Conversion for 85 mm Hg to Pa:

$\begin{array}{c}P=85\times 133.322\text{Pa}\left[\therefore 1\text{mm}\cdot \text{Hg = 133}\text{.322}\text{Pa}\right]\\ =11332\text{Pa}\\ \text{=11}\text{.332}\times {\text{10}}^3\text{Pa}\\ \text{=11}\text{.332}\text{kPa}\end{array}$

Conversion for 85 mm Hg to psi:

1 mm of Hg is equal to 0.0193368 psi.
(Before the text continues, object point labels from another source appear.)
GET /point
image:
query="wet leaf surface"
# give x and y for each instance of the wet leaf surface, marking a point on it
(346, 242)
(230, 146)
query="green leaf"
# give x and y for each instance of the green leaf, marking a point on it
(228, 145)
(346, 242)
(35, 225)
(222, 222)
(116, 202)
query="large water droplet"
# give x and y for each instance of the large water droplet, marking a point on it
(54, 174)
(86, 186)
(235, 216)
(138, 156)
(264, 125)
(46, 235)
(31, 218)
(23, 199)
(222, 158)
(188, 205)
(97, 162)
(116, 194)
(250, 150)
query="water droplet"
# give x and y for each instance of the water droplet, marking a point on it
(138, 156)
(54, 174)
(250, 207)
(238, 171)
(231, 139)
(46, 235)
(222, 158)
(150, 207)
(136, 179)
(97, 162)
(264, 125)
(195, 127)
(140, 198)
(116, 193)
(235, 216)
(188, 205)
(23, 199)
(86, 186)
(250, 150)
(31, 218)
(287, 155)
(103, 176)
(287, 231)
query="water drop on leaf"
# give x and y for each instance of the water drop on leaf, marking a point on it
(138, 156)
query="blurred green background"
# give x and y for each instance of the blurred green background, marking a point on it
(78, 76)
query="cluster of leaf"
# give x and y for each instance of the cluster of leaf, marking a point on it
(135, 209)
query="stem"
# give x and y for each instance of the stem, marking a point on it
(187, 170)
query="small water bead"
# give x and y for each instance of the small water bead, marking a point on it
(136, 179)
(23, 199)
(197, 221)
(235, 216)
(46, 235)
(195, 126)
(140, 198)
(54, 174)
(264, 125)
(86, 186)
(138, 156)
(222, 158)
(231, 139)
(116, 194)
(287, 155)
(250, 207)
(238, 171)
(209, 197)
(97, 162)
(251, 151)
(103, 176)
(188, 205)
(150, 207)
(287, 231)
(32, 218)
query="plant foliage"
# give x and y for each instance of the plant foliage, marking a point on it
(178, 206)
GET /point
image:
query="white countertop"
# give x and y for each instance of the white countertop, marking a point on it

Therefore,

$\begin{array}{c}P=\left(85\right)\left(0.0193368\text{ psi}\right)\\ \text{=}1.64\text{psi}\end{array}$

Conversion for 85 mm Hg to inch of water:

Substitute $1000\frac{\text{kg}}{{\text{m}}^{\text{3}}}$ for $\rho$, 11.332 kPa for P, and $9.81\frac{\text{m}}{{\text{s}}^{\text{2}}}$ for g in equation (1) to find the height of the fluid column h.
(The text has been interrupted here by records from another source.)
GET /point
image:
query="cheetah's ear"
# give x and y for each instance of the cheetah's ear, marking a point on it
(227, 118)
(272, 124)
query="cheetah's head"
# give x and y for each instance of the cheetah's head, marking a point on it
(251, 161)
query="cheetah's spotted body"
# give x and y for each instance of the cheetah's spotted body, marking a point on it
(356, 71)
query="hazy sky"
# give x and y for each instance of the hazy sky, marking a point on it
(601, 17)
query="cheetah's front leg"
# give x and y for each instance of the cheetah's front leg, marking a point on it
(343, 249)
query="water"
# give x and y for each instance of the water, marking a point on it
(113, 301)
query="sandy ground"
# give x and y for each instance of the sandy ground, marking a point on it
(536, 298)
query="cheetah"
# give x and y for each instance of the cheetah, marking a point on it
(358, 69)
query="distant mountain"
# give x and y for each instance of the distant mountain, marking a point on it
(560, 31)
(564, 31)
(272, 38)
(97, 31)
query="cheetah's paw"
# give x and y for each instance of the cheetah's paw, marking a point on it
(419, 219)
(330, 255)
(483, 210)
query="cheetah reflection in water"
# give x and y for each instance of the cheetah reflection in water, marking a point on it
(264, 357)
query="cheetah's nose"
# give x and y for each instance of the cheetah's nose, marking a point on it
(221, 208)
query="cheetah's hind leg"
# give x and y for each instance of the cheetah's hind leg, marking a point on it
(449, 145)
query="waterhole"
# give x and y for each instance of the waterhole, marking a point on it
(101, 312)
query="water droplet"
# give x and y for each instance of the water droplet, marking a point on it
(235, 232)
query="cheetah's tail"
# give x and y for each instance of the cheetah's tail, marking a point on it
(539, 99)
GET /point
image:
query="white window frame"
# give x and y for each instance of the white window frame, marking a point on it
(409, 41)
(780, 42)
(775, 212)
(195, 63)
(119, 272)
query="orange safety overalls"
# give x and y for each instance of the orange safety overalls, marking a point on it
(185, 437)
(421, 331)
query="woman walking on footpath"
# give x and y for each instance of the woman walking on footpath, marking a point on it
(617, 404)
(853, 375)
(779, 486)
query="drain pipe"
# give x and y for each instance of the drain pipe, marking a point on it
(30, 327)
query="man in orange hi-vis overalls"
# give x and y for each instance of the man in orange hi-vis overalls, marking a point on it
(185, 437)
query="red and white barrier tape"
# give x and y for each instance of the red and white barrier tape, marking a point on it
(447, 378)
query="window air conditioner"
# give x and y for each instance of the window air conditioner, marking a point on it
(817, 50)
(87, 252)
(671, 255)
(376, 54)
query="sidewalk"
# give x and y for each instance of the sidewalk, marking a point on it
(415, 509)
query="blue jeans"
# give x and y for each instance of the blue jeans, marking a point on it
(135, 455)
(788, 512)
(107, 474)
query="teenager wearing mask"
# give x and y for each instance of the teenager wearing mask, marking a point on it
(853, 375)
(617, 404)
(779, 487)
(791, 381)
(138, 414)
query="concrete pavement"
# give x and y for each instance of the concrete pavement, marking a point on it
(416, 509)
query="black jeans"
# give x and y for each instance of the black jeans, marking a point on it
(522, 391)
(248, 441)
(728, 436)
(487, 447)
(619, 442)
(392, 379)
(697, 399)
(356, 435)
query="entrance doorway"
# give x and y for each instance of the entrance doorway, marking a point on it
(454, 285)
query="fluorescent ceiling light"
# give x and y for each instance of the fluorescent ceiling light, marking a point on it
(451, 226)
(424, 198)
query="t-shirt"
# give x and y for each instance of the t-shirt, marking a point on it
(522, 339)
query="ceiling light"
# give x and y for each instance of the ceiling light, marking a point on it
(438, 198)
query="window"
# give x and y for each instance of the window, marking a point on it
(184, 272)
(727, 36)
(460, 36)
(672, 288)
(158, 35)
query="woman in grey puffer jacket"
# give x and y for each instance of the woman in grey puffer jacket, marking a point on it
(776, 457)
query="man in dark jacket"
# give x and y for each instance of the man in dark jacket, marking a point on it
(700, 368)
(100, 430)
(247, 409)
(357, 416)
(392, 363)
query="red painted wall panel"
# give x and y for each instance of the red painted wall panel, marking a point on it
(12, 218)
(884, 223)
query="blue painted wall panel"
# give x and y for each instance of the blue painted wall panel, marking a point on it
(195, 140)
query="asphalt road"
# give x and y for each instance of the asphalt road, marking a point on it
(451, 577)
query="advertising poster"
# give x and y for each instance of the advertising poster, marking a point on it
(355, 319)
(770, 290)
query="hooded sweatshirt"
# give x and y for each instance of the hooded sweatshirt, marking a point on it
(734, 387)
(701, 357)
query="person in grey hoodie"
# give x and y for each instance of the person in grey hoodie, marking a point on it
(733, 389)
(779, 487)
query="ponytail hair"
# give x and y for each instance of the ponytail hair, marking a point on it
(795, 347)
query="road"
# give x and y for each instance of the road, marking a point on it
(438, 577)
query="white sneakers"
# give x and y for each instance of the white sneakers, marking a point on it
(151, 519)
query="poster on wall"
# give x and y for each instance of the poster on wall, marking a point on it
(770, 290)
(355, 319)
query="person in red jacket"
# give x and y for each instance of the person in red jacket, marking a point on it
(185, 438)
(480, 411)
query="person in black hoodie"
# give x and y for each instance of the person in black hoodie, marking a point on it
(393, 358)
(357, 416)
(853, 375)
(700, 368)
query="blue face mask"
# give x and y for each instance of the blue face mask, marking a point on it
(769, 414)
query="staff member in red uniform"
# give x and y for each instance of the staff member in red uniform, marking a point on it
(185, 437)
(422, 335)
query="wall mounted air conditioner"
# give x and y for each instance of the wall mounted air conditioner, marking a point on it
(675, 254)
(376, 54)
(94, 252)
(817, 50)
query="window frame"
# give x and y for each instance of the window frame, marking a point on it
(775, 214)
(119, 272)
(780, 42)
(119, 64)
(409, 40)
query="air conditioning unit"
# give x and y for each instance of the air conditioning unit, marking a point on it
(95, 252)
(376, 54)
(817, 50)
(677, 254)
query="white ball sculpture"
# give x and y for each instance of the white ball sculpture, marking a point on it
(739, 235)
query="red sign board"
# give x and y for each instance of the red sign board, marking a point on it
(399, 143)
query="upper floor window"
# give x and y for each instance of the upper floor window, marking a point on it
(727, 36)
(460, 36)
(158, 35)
$\begin{array}{c}11.332k\text{Pa}=\left(1000\frac{\text{kg}}{{\text{m}}^{\text{3}}}\right)\left(9.81\frac{\text{m}}{{\text{s}}^{\text{2}}}\right)\left(h\right)\\ h=\frac{\left(11,322\text{kPa}\right)}{\left(9810\frac{\text{kg}}{{\text{m}}^{\text{3}}}\times \frac{\text{m}}{{\text{s}}^{\text{2}}}\right)}\\ =\frac{\left(11,322\text{kPa}\right)}{\left(9810\frac{1}{{\text{m}}^{\text{3}}}\times \frac{\text{kg}\cdot \text{m}}{{\text{s}}^{\text{2}}}\right)}\left[\therefore 1\text{N=1}\frac{\text{kg}\cdot \text{m}}{{\text{s}}^{\text{2}}}\right]\\ =\frac{\left(11.322\text{kPa}\right)}{\left(9810\frac{1}{{\text{m}}^{\text{3}}}\times \text{N}\right)}\end{array}$

Reduce the equation as follows,

$\begin{array}{c}h=\frac{\left(11.322\text{kPa}\right)}{\left(9810\frac{1}{\text{m}}\times \frac{\text{N}}{{\text{m}}^2}\right)}\left[\therefore 1\text{Pa=1}\frac{\text{N}}{{\text{m}}^2}\right]\\ =\frac{\left(11.322\text{kPa}\right)}{\left(9810\frac{1}{\text{m}}\times \text{Pa}\right)}\\ =1.15\text{m}\end{array}$

Converting the height of fluid column $\left(h=1.15\text{m}\right)$ of diastolic pressure to inch of water as,

$\begin{array}{c}P=1.15\times 39.37\text{in}\left[\therefore \text{1}\text{m}\text{=}39.37\text{in}\right]\\ =45.27\text{in}\text{.}\text{of}{\text{H}}_{\text{2}}\text{O}\end{array}$

Conclusion:

Hence, the conversion for systolic/diastolic of 115/85 mm Hg is explained.